The strip bat be hang on their feet for best


 Notice it didn’t do a good job. Because, ‘are’ is not converted to ‘be’ and ‘hanging’ is not converted to ‘hang’ as expected

# TextBlob Lemmatizer

In [10]:
# pip install textblob
from textblob import TextBlob, Word

# Lemmatize a word
word = 'stripes'
w = Word(word)
w.lemmatize()

'stripe'

In [19]:
sentence = "The striped bats are hanging on their feet for best"
sent = TextBlob(sentence)  # by default tokenize and pos
sent.tags

[('The', 'DT'),
 ('striped', 'JJ'),
 ('bats', 'NNS'),
 ('are', 'VBP'),
 ('hanging', 'VBG'),
 ('on', 'IN'),
 ('their', 'PRP$'),
 ('feet', 'NNS'),
 ('for', 'IN'),
 ('best', 'JJS')]

In [12]:
" ". join([w.lemmatize() for w in sent.words])

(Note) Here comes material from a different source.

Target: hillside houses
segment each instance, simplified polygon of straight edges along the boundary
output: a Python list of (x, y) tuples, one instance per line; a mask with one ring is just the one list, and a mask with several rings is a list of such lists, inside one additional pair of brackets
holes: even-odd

'The striped bat are hanging on their foot for best'

## TextBlob Lemmatizer with appropriate POS tag

In [20]:
def lemmatize_with_postag(sentence):
    sent = TextBlob(sentence)
    tag_dict = {"J": 'a',  ##adjectives
                "N": 'n', ## Noun
                "V": 'v', ## Verb
                "R": 'r'} ## adverbs
    words_and_tags = [(w, tag_dict.get(pos[0], 'n')) for w, pos in sent.tags]    # Based on POS (first element) we are converting J=a & n=n other = n
    lemmatized_list = [wd.lemmatize(tag) for wd, tag in words_and_tags] # we are lemmatize every word based on noun 
    return " ".join(lemmatized_list)

In [21]:
# Lemmatize
sentence = "The striped bats are hanging on their feet for best"
lemmatize_with_postag(sentence)

'The striped bat be hang on their foot for best'

# Pattern Lemmatizer


In [15]:
import pattern
from pattern.en import lemma

In [37]:
sentence = "The striped BATS Were Hanging on their feet and ate best fishes"
" ".join([lemma(wd) for wd in sentence.split()])

'the stripe bat be hang on their feet and eat best fishes'

# Comparing 

In [38]:
import string
from nltk.corpus import wordnet


In [39]:
def get_wordnet_pos(word):
    """Map POS tag to first character lemmatize() accepts"""
    tag = nltk.pos_tag([word])[0][1][0].upper()
    tag_dict = {"J": wordnet.ADJ,
                "N": wordnet.NOUN,
                "V": wordnet.VERB,
                "R": wordnet.ADV}

    return tag_dict.get(tag, wordnet.NOUN)

In [41]:
sentence = """Following mice attacks, caring farmers were marching to Delhi for better living conditions. 
Delhi police on Tuesday fired water cannons and teargas shells at protesting farmers as they tried to 
break barricades with their cars, automobiles and tractors."""

# WordNetLemmatizer
from nltk.stem import WordNetLemmatizer
lemmatizer = WordNetLemmatizer()
print(" ".join([lemmatizer.lemmatize(w, get_wordnet_pos(w)) for w in nltk.word_tokenize(sentence) if w not in string.punctuation]))

# TextBlob
print(lemmatize_with_postag(sentence))

# Pattern
from pattern.en import lemma
print(" ".join([lemma(wd) for wd in sentence.split()]))

Following mouse attack care farmer be march to Delhi for well living condition Delhi police on Tuesday fire water cannon and teargas shell at protest farmer a they try to break barricade with their car automobile and tractor
Following mouse attack care farmer be march to Delhi for good living condition Delhi police on Tuesday fire water cannon and teargas shell at protest farmer a they try to break barricade with their car automobile and tractor
follow mice attacks, care farmer be march to delhi for better live conditions. delhi police on tuesday fire water cannon and tearga shell at protest farmer a they try to break barricade with their cars, automobile and tractors.